= Peter MacGregor-Scott =

English film producer

Peter MacGregor-Scott (December 28, 1947 – October 29, 2017) was a British film producer, production manager and assistant director. He is best known for producing Batman Forever, Batman & Robin and the Batman OnStar commercials. He also produced the Cheech & Chong films Cheech & Chong's The Corsican Brothers, Still Smokin and Born in East L.A.. Others are The Whoopee Boys and Death to Smoochy.

==Early life==
Peter MacGregor-Scott was born in Maidenhead, England. His father was J. C. MacGregor Scott, who served as an executive with such British film companies as Columbia Pictures U.K., Warner-Pathe Distributors and Commonwealth United International.

==Career==
MacGregor-Scott was a film producer since the 1970s. He started off working for ABPC Elstree Studios in the sound department.

His earliest work includes Perfect Friday in which he was second unit director or assistant director. In 1970, he left England to move to the United States. In that year he worked on Ride the Tiger which was shot in the Philippines.

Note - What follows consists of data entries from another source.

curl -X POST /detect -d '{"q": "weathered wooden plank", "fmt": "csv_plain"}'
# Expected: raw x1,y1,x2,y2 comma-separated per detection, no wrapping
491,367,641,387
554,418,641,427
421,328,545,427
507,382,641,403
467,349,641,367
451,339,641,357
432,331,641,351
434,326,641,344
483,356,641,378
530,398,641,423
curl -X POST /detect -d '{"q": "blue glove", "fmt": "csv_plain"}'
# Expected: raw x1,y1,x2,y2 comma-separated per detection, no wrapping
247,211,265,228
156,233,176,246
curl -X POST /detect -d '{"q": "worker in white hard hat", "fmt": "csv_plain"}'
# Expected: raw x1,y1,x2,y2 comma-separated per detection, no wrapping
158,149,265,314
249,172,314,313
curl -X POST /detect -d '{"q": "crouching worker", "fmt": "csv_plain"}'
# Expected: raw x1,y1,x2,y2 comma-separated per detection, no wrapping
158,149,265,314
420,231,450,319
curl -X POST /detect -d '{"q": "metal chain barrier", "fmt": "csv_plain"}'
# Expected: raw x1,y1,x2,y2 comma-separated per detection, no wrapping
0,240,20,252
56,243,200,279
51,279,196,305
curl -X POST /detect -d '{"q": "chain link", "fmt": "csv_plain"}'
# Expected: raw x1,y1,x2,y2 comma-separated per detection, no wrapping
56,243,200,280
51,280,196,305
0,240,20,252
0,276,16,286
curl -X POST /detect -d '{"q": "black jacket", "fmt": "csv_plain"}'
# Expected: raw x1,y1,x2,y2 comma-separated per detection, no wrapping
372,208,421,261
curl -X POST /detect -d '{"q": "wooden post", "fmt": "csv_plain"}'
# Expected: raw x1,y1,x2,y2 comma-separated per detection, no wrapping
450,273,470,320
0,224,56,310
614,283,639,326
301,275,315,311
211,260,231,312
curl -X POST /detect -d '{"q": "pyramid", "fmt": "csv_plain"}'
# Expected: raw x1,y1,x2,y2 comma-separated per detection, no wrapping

In 1971, he worked on The Day of the Wolves and in 1976 in High Velocity. He co-produced The Fugitive. From the mid-90's to the turn of the millennium he purveyed over the Batman franchise, producing Batman Forever, Batman & Robin and the Batman OnStar commercials.

It was announced that on October 5, 2013, he was to present the MPEG Fellowship and Service Award to re-recording mixer Donald O. Mitchell. Both MacGregor-Scott and Mitchell had worked together on Under Siege and Batman & Robin.

==Personal life==
MacGregor-Scott was married to real estate senior executive Susan MacGregor-Scott (née Brustien); the couple had two now-adult children: Elizabeth Kennedy (née MacGregor-Scott); and Taylor MacGregor-Scott.

==Death==
MacGregor-Scott was involved in a taxi accident in New York City which resulted in complications which would lead to his death on October 25, 2017, aged 69.